XXIth YGM Conference
Göteborg, Sweden
July 7-12th, 2003

Conference Web Site ( http://www.yeast2003.se )


Presenter's URL : http://web.mit.edu/manoli


Abstract 16-21

Saccharomyces comparative genomics: Genes, regulatory motifs, and genome evolution.
Manolis Kellis (Kamvysselis), Nick Patterson, Bruce Birren, Eric Lander
Center for Genome Research, MIT / Whitehead Institute, 320 Charles St, Cambridge, MA 02139, USA (manoli@mit.edu)

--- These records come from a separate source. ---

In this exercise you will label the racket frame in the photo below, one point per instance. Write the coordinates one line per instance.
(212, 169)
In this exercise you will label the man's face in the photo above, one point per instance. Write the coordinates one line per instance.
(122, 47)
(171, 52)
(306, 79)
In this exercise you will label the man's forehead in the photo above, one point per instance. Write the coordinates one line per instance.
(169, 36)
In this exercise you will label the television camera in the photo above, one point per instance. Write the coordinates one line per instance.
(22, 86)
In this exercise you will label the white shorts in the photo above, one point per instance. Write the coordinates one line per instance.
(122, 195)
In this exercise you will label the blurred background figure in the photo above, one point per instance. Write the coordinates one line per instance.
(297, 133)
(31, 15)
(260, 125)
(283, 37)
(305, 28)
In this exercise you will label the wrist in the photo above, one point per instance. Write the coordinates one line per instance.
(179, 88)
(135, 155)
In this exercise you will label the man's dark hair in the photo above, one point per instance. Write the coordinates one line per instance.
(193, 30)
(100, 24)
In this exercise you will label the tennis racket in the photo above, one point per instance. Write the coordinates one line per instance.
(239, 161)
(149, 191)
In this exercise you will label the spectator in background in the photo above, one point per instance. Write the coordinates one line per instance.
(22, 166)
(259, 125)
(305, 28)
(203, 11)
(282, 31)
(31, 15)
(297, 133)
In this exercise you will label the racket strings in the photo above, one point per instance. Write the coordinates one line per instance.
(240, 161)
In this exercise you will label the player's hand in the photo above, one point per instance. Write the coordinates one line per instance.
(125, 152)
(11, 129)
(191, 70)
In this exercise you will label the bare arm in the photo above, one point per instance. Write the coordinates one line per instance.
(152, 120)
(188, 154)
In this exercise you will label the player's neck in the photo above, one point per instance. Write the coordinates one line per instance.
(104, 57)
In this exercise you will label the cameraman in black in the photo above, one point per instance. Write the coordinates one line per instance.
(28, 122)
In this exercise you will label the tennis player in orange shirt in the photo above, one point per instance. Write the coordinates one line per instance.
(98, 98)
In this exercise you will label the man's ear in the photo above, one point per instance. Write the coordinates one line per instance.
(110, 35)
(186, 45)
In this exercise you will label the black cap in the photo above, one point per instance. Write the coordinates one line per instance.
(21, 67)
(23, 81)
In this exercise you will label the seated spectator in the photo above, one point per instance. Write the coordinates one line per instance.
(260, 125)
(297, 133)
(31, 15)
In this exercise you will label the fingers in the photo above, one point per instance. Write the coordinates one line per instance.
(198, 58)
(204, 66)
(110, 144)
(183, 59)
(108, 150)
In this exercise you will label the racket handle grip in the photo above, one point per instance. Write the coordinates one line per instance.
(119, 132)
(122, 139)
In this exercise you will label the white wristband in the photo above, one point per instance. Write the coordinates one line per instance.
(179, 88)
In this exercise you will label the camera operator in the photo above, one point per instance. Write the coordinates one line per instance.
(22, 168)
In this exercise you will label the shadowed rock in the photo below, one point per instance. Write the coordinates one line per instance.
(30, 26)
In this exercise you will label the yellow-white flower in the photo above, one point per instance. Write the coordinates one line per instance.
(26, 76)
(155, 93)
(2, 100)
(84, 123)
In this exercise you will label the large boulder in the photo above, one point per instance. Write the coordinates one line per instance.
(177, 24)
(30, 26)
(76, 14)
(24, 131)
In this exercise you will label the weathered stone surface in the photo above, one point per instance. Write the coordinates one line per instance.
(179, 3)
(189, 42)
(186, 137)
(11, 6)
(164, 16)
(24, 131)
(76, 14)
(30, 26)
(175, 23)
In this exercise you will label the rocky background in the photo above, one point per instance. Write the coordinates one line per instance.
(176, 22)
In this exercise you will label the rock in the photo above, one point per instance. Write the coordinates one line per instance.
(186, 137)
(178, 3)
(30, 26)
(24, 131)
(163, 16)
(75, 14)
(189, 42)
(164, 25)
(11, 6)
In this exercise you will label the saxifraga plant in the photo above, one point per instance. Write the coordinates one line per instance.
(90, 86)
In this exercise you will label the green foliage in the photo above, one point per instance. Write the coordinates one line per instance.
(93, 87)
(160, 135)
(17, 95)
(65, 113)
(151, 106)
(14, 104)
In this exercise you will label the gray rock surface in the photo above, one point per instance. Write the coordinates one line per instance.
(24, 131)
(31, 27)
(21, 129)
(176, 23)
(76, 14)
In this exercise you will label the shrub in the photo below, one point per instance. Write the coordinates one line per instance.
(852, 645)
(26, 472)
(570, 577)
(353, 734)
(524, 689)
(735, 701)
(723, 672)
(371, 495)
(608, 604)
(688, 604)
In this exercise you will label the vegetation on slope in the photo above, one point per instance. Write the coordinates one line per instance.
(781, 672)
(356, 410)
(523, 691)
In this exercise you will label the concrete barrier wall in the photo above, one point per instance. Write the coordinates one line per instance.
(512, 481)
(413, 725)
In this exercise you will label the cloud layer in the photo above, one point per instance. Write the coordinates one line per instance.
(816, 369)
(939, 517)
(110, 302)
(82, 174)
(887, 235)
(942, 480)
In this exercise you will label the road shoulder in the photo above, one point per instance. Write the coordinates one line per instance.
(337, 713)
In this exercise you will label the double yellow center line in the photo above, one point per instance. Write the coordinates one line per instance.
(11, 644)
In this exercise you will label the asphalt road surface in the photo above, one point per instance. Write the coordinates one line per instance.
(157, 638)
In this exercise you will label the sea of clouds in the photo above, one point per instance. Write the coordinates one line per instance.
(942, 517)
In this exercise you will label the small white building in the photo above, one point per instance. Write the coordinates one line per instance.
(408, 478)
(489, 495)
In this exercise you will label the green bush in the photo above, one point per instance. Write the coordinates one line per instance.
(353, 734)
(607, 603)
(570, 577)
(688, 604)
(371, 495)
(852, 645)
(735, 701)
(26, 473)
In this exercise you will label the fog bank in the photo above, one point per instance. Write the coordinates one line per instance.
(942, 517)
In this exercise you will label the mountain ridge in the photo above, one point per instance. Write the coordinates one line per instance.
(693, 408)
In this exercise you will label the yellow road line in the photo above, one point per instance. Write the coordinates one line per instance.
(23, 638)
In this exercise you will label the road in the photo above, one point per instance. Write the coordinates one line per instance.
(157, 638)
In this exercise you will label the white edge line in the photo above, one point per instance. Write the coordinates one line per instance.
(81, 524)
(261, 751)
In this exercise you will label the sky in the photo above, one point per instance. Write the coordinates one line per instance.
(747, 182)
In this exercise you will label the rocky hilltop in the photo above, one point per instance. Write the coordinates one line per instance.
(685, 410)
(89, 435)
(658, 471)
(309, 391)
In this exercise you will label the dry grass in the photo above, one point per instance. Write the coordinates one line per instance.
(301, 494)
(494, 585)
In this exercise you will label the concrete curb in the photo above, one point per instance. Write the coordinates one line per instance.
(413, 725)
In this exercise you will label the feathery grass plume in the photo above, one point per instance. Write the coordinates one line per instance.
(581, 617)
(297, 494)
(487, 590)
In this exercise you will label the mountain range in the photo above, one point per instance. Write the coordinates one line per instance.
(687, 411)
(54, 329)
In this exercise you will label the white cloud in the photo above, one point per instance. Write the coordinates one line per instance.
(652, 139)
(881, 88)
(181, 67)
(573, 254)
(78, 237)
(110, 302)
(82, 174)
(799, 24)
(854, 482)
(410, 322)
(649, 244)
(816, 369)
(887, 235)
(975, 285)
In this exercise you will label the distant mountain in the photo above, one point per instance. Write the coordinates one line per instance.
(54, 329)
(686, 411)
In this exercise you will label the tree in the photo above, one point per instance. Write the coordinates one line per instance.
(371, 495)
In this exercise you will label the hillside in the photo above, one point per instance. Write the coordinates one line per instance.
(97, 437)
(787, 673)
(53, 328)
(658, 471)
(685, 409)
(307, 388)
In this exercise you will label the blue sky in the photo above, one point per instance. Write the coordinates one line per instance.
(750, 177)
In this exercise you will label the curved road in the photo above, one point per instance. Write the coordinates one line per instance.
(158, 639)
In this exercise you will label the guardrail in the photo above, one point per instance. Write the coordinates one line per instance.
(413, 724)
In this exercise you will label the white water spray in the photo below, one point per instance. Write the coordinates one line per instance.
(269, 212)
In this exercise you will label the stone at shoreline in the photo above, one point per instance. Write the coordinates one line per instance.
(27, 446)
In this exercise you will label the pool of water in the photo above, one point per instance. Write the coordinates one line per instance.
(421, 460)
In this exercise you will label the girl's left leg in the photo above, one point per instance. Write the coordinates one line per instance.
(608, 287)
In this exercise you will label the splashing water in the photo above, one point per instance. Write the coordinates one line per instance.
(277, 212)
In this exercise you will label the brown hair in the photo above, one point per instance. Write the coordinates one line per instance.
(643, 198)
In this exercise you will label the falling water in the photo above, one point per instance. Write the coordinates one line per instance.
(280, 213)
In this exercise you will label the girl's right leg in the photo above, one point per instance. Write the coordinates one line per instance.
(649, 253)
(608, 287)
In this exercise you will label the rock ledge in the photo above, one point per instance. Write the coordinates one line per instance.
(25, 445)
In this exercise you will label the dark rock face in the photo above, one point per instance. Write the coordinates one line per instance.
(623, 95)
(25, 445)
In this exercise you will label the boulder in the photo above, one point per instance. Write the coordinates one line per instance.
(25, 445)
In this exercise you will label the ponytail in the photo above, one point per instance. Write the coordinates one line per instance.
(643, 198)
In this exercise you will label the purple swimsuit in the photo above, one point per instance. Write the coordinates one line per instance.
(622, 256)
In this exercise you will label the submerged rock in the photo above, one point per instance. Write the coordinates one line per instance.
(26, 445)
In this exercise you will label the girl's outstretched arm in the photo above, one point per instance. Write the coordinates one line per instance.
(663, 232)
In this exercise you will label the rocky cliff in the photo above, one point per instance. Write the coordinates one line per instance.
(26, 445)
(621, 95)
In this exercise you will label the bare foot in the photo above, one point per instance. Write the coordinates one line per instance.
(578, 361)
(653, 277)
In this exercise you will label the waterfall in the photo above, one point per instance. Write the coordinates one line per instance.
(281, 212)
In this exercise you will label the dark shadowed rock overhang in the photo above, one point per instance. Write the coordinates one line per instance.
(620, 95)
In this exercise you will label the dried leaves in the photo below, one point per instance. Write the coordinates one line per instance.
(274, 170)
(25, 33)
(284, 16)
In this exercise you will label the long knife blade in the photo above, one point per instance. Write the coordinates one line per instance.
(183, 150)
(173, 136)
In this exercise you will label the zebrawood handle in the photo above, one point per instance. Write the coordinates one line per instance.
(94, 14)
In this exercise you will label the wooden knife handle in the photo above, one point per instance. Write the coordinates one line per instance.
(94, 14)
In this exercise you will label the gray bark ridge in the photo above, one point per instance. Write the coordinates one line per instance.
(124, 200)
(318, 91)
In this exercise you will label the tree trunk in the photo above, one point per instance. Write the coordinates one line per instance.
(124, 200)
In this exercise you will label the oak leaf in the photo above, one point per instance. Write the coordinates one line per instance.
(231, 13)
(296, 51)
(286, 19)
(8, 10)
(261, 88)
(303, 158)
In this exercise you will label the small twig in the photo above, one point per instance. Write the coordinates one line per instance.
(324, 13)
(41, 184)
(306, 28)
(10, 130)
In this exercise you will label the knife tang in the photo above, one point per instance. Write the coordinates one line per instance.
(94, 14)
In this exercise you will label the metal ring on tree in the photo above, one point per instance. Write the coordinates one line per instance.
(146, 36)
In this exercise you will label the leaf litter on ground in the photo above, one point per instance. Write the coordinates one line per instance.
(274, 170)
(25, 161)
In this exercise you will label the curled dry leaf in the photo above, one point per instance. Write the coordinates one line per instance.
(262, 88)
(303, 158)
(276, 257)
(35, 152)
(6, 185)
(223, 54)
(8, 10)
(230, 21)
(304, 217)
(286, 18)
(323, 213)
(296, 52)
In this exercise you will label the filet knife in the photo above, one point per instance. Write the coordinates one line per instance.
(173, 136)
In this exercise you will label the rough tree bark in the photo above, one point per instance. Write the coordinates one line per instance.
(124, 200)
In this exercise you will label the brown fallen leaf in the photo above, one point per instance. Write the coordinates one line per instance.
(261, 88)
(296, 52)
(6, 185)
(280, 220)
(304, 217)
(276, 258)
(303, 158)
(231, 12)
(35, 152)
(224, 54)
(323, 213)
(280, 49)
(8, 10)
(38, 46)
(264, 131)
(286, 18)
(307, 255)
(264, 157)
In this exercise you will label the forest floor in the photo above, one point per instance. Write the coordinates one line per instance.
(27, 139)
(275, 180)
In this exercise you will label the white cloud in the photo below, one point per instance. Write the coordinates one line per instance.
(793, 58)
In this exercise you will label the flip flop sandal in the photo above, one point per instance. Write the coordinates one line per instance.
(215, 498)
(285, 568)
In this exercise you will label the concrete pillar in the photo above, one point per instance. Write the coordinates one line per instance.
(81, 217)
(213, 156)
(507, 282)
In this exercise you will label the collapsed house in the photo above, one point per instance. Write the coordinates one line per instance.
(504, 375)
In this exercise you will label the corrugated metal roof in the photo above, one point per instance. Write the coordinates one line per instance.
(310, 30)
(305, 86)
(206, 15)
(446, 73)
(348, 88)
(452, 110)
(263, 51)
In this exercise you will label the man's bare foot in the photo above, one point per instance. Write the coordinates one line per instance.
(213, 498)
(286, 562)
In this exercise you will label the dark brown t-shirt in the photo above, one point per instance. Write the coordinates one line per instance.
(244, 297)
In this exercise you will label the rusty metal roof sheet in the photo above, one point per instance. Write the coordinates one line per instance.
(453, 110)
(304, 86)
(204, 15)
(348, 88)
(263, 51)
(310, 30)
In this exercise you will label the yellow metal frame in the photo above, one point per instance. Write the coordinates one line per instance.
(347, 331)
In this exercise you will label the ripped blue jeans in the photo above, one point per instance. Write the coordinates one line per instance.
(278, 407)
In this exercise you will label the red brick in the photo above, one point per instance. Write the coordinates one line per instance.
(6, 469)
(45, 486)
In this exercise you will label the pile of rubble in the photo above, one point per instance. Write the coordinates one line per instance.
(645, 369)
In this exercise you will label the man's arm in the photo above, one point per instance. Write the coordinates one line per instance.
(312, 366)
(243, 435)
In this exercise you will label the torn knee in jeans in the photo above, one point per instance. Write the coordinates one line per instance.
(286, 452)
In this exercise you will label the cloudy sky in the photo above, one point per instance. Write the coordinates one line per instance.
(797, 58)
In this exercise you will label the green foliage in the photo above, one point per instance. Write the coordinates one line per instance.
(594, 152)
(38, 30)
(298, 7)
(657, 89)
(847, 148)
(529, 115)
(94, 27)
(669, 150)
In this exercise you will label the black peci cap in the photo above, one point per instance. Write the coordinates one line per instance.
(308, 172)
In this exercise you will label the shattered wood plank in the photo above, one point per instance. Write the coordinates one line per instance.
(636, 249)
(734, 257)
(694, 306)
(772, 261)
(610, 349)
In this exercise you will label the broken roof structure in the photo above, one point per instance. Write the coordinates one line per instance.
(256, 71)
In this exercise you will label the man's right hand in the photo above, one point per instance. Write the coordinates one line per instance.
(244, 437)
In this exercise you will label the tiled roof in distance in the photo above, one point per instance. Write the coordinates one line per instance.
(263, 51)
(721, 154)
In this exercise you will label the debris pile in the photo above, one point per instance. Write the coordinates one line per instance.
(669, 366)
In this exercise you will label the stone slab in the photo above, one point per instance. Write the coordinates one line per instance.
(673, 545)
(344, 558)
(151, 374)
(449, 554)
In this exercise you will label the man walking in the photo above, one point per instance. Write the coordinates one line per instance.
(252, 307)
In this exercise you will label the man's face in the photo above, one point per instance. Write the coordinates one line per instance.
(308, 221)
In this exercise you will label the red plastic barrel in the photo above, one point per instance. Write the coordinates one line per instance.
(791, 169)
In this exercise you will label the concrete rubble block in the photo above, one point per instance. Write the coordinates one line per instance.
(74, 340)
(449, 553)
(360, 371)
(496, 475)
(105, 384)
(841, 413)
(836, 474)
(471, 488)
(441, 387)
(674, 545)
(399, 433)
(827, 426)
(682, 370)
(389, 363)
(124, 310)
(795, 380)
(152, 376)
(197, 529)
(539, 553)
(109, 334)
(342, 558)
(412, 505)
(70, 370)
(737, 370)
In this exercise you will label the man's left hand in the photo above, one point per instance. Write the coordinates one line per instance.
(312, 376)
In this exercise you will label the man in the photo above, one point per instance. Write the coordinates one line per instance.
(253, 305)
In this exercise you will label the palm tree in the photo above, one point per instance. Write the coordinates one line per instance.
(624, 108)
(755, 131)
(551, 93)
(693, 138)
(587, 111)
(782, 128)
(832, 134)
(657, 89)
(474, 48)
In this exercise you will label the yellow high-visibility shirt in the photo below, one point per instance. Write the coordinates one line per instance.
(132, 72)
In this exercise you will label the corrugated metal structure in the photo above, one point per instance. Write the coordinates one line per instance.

We have sequenced the complete genomes of three relatives of S. cerevisiae to depths greater than 7X sequence coverage. Our assemblies contain 95% or more of each species and overlapping four-way alignments cover 90% of S. cerevisiae. The data can be obtained freely via the SGD website ./ and at http://www-genome.wi.mit.edu/seq/Saccharomyces/. The alignments allowed us to revisit the S. cerevisiae genome. Nearly a tenth of currently annotated S. cerevisiae ORFs show an accumulation of frame shift mutations, suggesting they are not actual genes. We further proposed changed boundaries for ~300 ORFs, the merging of ~30 pairs of consecutive ORFs and the presence of ~60 novel introns. Additionally, we identified ~50 novel short ORFs and proposed numerous changes to the S288C sequence that were confirmed by resequencing. We also used the alignments for the genome-wide discovery of regulatory motifs. We discovered 72 candidate regulatory elements with strong genome-wide conservation. These include virtually all previously characterized regulatory motifs and a number of novel motifs. We assigned a candidate function to the majority of the motifs discovered based on enrichment in genes of related function, similar expression and bound by the same transcription factor. Finally, we studied the evolution of these four closely related species. We observed molecular mechanisms of rapid protein change, protein family expansion and chromosomal rearrangements.